Vendor analysis is the assessment of current or prospective suppliers with respect to their:

  • Financial strength
  • Vendor’s business model
  • Capacity to supply the appropriate products and services
  • Capabilities – what it can and cannot do or provide
  • Turnover and profit levels
  • Markups, price list and discounts
  • Reliability and quality
  • Reputation
  • Payment terms
  • Deliveries
  • Ability to implement a solution if services are being purchased
  • Availability of experienced staff

It is undertaken when a company is consolidating its existing suppliers, choosing new vendors or analyzing the capabilities of the current suppliers.

It may also be undertaken when a company is searching among potential suppliers of a possible solution to a business problem. For example, the company may be seeking to consolidate its accounting, inventory and purchasing systems using one software system.

In the current financial environment, it is imperative to cut costs wherever possible. A vendor analysis which includes a review of the reliability and stability of a vendor as well as the cost of doing business with them is a suitable way to minimize purchasing costs.

The company would first undertake a vendor analysis to ascertain which large companies provide Enterprise Resource Planning (ERP) software. The resulting report would look at the appropriate companies and also analyze the functions and benefits of each ERP package. This would allow the company to ascertain a short list of appropriate vendors with whom to discuss their requirements.

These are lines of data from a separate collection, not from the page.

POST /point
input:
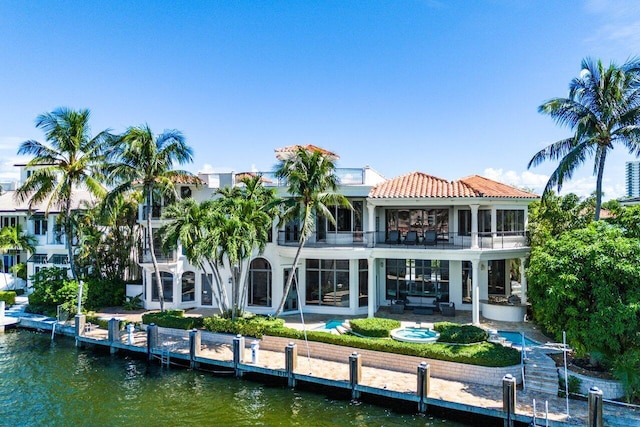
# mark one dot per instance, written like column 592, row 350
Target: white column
column 475, row 297
column 371, row 287
column 523, row 283
column 474, row 226
column 371, row 225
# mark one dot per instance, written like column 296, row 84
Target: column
column 474, row 226
column 523, row 282
column 475, row 294
column 372, row 297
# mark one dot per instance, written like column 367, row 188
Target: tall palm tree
column 145, row 161
column 312, row 185
column 69, row 160
column 603, row 109
column 14, row 240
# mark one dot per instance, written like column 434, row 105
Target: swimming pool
column 516, row 338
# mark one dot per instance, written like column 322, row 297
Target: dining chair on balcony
column 393, row 238
column 430, row 238
column 412, row 238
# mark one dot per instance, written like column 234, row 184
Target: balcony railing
column 499, row 240
column 145, row 256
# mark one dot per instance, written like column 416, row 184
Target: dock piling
column 424, row 377
column 355, row 373
column 509, row 399
column 291, row 362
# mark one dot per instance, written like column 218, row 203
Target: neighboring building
column 51, row 248
column 632, row 179
column 416, row 238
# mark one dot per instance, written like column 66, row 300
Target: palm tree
column 603, row 109
column 312, row 184
column 14, row 240
column 69, row 160
column 145, row 162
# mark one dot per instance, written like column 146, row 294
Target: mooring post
column 290, row 363
column 355, row 373
column 238, row 353
column 424, row 378
column 195, row 345
column 80, row 324
column 152, row 339
column 509, row 399
column 595, row 407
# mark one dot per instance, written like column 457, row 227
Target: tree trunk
column 599, row 184
column 287, row 287
column 152, row 251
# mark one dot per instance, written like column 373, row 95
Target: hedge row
column 9, row 297
column 172, row 319
column 481, row 354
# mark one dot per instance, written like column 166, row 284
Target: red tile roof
column 421, row 185
column 282, row 152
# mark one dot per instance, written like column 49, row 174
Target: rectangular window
column 509, row 221
column 39, row 225
column 327, row 282
column 467, row 282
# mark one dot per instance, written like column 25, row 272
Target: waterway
column 53, row 383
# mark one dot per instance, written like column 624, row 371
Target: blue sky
column 449, row 88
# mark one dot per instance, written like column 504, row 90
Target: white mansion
column 415, row 238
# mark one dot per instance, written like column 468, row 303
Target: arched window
column 188, row 286
column 167, row 286
column 259, row 283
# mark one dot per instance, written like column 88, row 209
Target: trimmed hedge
column 172, row 319
column 9, row 297
column 454, row 333
column 481, row 354
column 374, row 327
column 251, row 326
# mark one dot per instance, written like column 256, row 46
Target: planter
column 504, row 312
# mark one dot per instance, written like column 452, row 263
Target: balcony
column 439, row 241
column 145, row 257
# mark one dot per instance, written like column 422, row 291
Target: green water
column 45, row 383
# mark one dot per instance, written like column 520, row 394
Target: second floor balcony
column 410, row 240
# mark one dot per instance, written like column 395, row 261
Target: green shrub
column 481, row 354
column 374, row 327
column 249, row 325
column 9, row 297
column 172, row 319
column 454, row 333
column 104, row 293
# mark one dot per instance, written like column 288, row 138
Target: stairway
column 540, row 373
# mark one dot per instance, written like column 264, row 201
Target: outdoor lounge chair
column 448, row 309
column 430, row 238
column 412, row 238
column 394, row 237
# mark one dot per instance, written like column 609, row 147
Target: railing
column 370, row 239
column 346, row 176
column 145, row 256
column 341, row 238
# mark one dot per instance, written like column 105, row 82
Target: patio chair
column 393, row 238
column 430, row 238
column 448, row 309
column 412, row 238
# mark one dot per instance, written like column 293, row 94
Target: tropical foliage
column 312, row 184
column 144, row 162
column 223, row 233
column 603, row 110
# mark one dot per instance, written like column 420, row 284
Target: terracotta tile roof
column 284, row 151
column 490, row 188
column 422, row 185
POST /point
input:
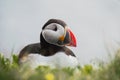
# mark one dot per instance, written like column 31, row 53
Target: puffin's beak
column 68, row 39
column 72, row 38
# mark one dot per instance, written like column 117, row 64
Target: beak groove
column 72, row 39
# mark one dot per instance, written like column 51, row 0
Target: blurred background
column 96, row 24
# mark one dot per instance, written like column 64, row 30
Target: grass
column 10, row 70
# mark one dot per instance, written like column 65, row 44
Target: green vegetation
column 10, row 70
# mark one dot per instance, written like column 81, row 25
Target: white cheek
column 53, row 36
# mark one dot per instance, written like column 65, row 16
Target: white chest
column 58, row 60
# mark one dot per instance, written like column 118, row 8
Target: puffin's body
column 52, row 50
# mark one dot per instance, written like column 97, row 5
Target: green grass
column 10, row 70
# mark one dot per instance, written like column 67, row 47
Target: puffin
column 52, row 49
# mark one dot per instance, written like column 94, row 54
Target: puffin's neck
column 49, row 49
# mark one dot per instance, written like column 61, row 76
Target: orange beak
column 72, row 39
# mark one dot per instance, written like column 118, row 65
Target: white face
column 53, row 32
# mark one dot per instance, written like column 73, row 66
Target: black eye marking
column 55, row 29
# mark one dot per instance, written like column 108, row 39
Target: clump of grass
column 10, row 70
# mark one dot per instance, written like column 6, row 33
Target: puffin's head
column 56, row 32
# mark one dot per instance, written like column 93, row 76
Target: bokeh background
column 96, row 24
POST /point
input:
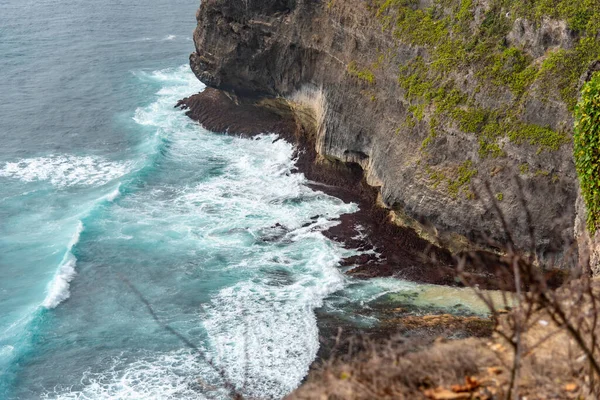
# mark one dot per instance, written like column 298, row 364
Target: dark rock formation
column 308, row 53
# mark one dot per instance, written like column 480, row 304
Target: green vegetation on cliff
column 586, row 149
column 462, row 38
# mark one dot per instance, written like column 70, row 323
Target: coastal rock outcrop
column 431, row 99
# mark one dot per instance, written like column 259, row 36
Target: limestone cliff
column 431, row 98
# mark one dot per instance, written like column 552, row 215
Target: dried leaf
column 445, row 394
column 571, row 387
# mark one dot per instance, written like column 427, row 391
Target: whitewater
column 113, row 201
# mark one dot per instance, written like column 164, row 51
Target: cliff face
column 429, row 97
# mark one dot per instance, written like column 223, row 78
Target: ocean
column 113, row 202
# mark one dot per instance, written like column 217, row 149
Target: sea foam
column 66, row 170
column 58, row 289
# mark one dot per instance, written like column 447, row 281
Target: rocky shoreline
column 395, row 251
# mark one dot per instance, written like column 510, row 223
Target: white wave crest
column 58, row 289
column 168, row 376
column 112, row 196
column 66, row 170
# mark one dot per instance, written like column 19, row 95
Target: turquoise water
column 103, row 182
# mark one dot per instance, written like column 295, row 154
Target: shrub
column 586, row 148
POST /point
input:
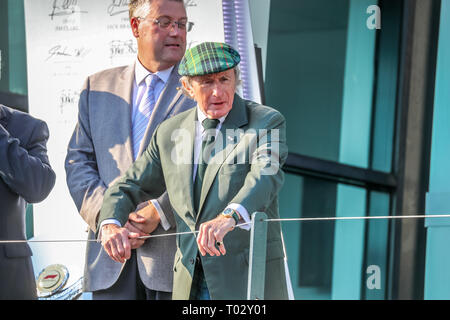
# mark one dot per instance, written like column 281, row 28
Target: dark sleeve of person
column 83, row 179
column 24, row 166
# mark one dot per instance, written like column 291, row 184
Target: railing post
column 257, row 257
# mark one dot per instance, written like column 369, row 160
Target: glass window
column 334, row 259
column 321, row 67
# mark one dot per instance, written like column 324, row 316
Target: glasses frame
column 188, row 25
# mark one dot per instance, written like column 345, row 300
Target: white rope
column 243, row 224
column 362, row 218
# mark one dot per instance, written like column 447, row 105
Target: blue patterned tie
column 144, row 112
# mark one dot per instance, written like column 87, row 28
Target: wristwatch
column 230, row 213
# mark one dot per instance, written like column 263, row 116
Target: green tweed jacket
column 246, row 171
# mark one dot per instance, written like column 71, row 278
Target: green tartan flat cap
column 208, row 57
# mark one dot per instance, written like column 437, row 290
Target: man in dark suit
column 119, row 109
column 25, row 177
column 219, row 162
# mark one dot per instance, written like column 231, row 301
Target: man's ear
column 134, row 23
column 187, row 87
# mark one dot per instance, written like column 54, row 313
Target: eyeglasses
column 165, row 22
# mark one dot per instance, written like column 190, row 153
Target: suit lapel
column 124, row 89
column 185, row 171
column 235, row 119
column 166, row 101
column 3, row 120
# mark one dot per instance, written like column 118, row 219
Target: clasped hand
column 118, row 242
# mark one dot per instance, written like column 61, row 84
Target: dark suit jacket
column 99, row 152
column 229, row 178
column 25, row 177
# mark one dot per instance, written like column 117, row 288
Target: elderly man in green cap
column 220, row 162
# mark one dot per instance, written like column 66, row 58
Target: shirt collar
column 201, row 116
column 141, row 73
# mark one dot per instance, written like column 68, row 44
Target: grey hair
column 188, row 79
column 141, row 8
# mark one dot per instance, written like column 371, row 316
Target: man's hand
column 135, row 243
column 116, row 243
column 211, row 233
column 145, row 218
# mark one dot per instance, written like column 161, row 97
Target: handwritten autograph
column 190, row 3
column 60, row 51
column 118, row 48
column 118, row 7
column 65, row 8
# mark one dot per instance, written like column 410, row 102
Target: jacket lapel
column 3, row 120
column 124, row 89
column 185, row 171
column 166, row 101
column 235, row 119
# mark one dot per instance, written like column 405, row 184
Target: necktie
column 144, row 112
column 205, row 155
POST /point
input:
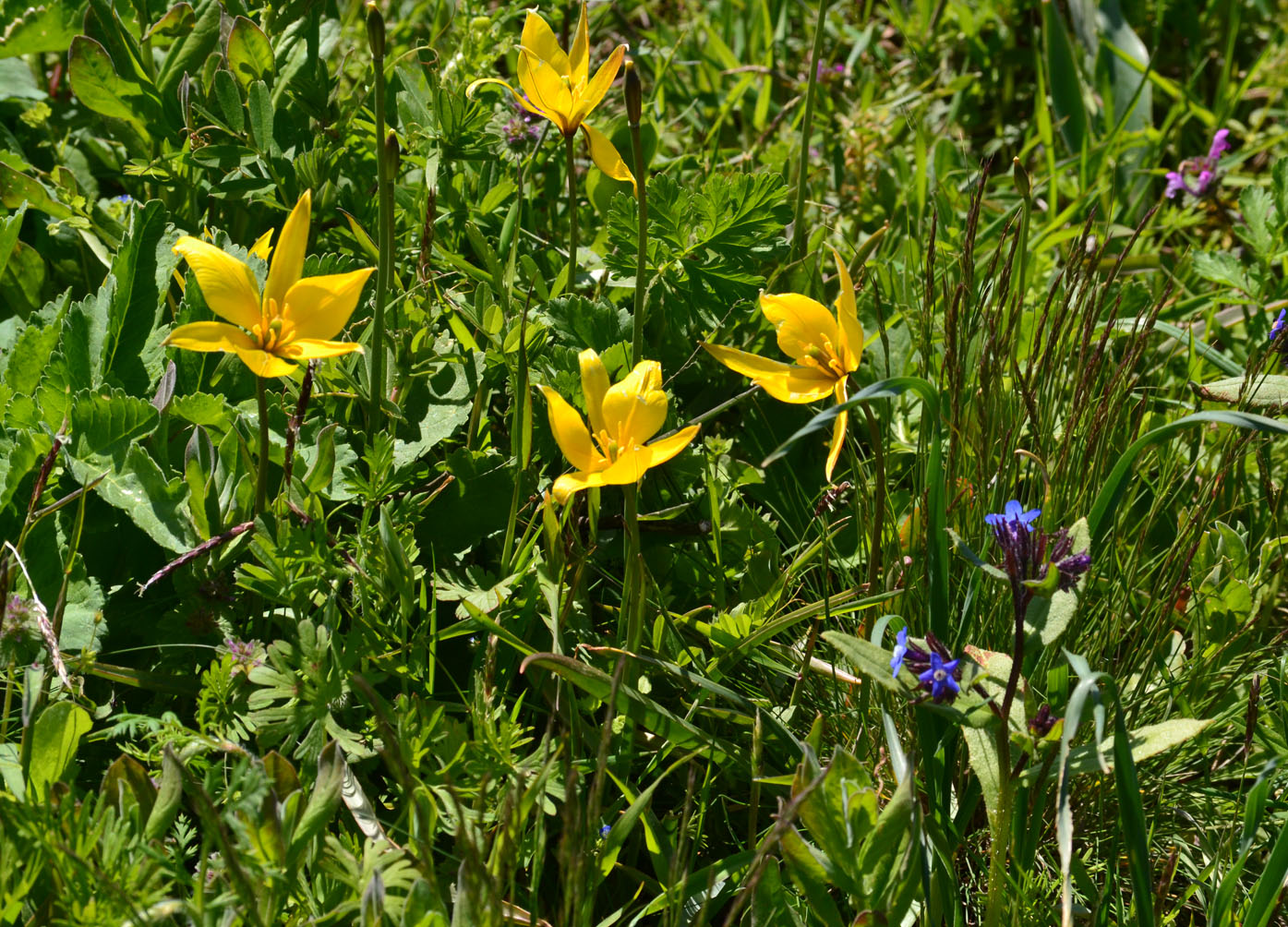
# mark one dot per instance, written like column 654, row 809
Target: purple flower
column 1013, row 512
column 1202, row 169
column 1220, row 144
column 900, row 650
column 939, row 678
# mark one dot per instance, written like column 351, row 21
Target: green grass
column 403, row 692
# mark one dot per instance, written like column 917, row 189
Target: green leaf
column 1222, row 268
column 107, row 423
column 9, row 229
column 1145, row 741
column 1065, row 82
column 323, row 801
column 632, row 704
column 140, row 490
column 169, row 796
column 53, row 744
column 259, row 102
column 199, row 408
column 1268, row 391
column 17, row 189
column 102, row 89
column 38, row 30
column 250, row 55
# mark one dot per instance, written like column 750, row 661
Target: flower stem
column 384, row 232
column 571, row 147
column 632, row 599
column 261, row 465
column 642, row 242
column 806, row 129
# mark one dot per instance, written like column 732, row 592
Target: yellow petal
column 571, row 433
column 804, row 326
column 604, row 156
column 635, row 408
column 837, row 433
column 310, row 349
column 579, row 55
column 847, row 313
column 319, row 307
column 540, row 40
column 208, row 336
column 594, row 91
column 782, row 381
column 287, row 261
column 263, row 245
column 547, row 89
column 227, row 284
column 594, row 385
column 264, row 365
column 571, row 483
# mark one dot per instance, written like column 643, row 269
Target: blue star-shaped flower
column 941, row 678
column 900, row 650
column 1014, row 514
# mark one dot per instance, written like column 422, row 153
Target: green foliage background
column 400, row 695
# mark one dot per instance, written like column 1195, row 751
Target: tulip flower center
column 273, row 330
column 825, row 359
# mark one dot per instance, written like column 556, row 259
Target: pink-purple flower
column 1202, row 169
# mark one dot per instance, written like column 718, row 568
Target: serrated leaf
column 97, row 84
column 1268, row 391
column 140, row 490
column 106, row 423
column 38, row 30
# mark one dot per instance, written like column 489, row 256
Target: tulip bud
column 1021, row 178
column 391, row 152
column 375, row 30
column 634, row 94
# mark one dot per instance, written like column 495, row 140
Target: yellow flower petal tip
column 623, row 416
column 295, row 319
column 825, row 350
column 558, row 85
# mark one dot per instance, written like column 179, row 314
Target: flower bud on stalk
column 1021, row 179
column 634, row 94
column 375, row 30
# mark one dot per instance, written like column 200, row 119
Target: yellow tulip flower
column 825, row 350
column 622, row 416
column 558, row 85
column 291, row 319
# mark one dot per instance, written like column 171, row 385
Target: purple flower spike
column 1220, row 144
column 939, row 678
column 900, row 650
column 1015, row 514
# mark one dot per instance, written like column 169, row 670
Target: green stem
column 571, row 147
column 641, row 248
column 261, row 464
column 806, row 129
column 384, row 270
column 632, row 599
column 1001, row 836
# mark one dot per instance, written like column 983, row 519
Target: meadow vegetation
column 733, row 463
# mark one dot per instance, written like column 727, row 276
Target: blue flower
column 900, row 650
column 941, row 679
column 1014, row 514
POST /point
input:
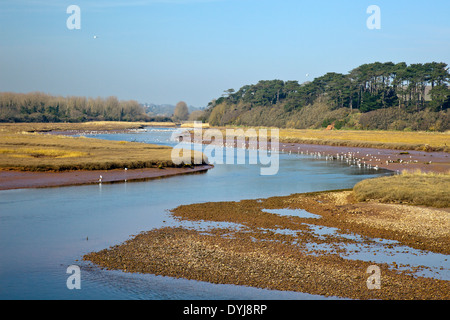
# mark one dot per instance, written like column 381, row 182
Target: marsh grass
column 21, row 150
column 415, row 188
column 83, row 126
column 423, row 141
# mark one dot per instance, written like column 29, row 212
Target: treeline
column 41, row 107
column 397, row 93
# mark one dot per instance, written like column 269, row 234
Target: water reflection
column 43, row 231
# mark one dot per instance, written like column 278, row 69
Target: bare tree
column 181, row 111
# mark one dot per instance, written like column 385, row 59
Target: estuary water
column 44, row 231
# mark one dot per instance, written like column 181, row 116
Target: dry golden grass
column 416, row 188
column 399, row 140
column 425, row 141
column 21, row 150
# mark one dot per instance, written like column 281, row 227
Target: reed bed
column 415, row 188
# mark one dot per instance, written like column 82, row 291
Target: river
column 43, row 231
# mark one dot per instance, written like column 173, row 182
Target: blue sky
column 164, row 51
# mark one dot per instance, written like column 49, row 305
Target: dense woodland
column 41, row 107
column 371, row 96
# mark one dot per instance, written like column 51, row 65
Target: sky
column 165, row 51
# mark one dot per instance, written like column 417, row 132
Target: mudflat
column 273, row 251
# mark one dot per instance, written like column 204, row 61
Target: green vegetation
column 415, row 188
column 40, row 107
column 383, row 96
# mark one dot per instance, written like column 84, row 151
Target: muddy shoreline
column 276, row 252
column 23, row 179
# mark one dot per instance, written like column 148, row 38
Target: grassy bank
column 22, row 150
column 416, row 188
column 83, row 126
column 397, row 140
column 423, row 141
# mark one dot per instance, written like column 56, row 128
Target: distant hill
column 165, row 110
column 383, row 96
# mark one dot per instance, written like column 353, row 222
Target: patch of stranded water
column 376, row 250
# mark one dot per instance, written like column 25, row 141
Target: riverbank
column 25, row 179
column 306, row 251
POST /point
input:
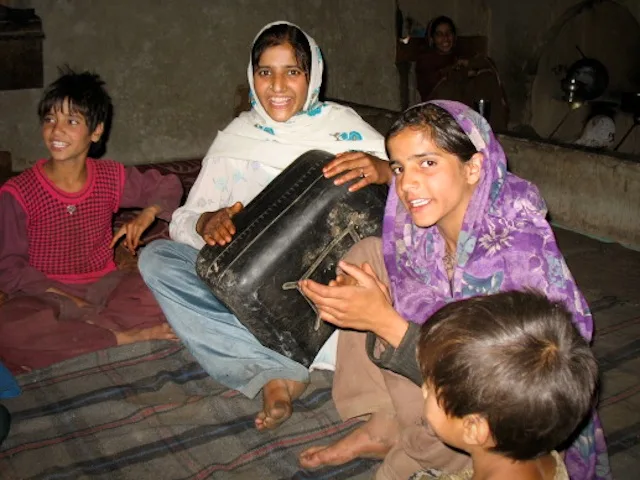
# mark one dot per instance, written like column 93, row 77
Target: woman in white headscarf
column 286, row 120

Some companies purchase from a large number of suppliers and they need to undertake a periodic series of vendor analysis. They seek to understand which of their suppliers are contributing the most to their profit and conversely which are costing more to manage than they are contributing. This vendor analysis thus becomes a cost benefit analysis.

Thus the performance of the vendor coupled with their direct and indirect benefits is compared to the physical cost of doing business with them. These costs would include such matters as:

  • Overpricing
  • Difficult delivery times that require extra staffing to manage
  • Early requests for invoice payment
  • Unreliability and frequent short and damaged deliveries

The company would also take the opportunity to review the financials of the vendor, to evaluate the stability of their business.